BNCT is a two-step process. First, a boron compound called BPA is injected. Cancer cells take up this compound through a protein on their surface called LAT1, which is highly active on many tumor cells. Normal cells take up much less.
Second, the tumor is exposed to thermal neutrons. The boron atoms capture the neutrons and undergo a tiny nuclear explosion, releasing particles that travel less than the width of a single cell. This means cancer cells that took up the boron are killed, while nearby healthy tissue is largely spared.
BNCT has shown promise against human angiosarcoma, but it had never been tested in canine HSA until now.
Researchers tested three different canine HSA cell lines in the lab. They found that all three took up BPA through LAT1. When they blocked LAT1 with an inhibitor, BPA uptake dropped significantly, confirming the transporter’s role.
When the cells were exposed to neutron irradiation, BNCT with BPA killed significantly more cells than neutrons alone or X-rays. The cells that took up the most boron saw the strongest effect.
This is the first proof that canine HSA cells can take up enough boron to make BNCT a viable strategy. The boron concentration used in the lab (28 ppm) falls within the range achievable in real patients, where tumor levels are estimated at 30–42 ppm.
The study also calculated compound biological effectiveness (CBE) values for each cell line, a conversion factor that helps determine the effective radiation dose. These values ranged from 1.25 to 2.60, indicating that BNCT responsiveness may vary between tumors.
The authors caution that this was an in vitro study only. They did not directly measure LAT1 protein levels, so the link between expression and uptake is inferred but not proven. BPA uptake was only tracked for two hours, leaving longer-term retention unknown.
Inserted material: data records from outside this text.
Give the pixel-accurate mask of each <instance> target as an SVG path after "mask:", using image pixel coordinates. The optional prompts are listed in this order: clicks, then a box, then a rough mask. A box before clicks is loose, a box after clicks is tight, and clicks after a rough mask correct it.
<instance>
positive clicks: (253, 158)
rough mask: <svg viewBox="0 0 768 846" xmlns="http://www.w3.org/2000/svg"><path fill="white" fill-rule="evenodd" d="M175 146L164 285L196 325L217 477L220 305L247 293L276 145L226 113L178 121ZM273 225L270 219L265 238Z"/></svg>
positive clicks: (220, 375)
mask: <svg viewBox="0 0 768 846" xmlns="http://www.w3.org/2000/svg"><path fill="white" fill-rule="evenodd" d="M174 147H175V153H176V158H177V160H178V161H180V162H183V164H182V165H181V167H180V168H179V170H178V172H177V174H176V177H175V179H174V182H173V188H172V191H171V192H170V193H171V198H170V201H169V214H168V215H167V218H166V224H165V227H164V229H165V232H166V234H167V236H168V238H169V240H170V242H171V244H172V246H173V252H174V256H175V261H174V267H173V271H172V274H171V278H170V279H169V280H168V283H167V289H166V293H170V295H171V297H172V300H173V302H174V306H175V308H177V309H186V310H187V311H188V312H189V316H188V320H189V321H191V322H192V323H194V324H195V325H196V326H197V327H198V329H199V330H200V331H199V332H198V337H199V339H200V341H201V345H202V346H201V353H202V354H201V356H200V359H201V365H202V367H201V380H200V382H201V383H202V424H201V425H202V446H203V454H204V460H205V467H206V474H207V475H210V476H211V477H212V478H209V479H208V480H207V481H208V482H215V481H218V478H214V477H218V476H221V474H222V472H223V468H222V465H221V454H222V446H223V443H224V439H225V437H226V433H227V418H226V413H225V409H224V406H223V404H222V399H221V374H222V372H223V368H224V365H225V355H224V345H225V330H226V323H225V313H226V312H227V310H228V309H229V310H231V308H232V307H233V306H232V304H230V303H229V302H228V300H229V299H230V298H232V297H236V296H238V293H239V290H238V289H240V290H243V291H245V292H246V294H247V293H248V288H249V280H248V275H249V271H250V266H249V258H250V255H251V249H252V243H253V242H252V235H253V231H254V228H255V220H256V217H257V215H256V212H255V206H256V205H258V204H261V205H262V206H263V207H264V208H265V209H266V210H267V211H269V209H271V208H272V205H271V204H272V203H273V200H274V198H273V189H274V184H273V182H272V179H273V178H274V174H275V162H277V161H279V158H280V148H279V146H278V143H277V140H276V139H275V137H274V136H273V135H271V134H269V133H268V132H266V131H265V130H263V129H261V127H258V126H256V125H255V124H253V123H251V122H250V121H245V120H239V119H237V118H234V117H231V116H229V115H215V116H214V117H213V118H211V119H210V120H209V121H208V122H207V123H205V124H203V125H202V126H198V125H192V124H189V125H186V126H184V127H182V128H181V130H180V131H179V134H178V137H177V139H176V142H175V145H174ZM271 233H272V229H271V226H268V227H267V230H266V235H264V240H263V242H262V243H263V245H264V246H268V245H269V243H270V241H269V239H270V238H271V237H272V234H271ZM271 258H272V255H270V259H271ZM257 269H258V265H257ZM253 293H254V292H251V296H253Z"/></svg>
Most importantly, no comparison was made with normal canine cells, so tumor selectivity and safety margins are not yet established. The complex tumor environment in a living dog could change how well BNCT works.
This study is a proof of principle. BNCT works against canine HSA cells in the lab. But before it can reach the clinic, in vivo studies in dogs are needed to confirm real-world efficacy and safety.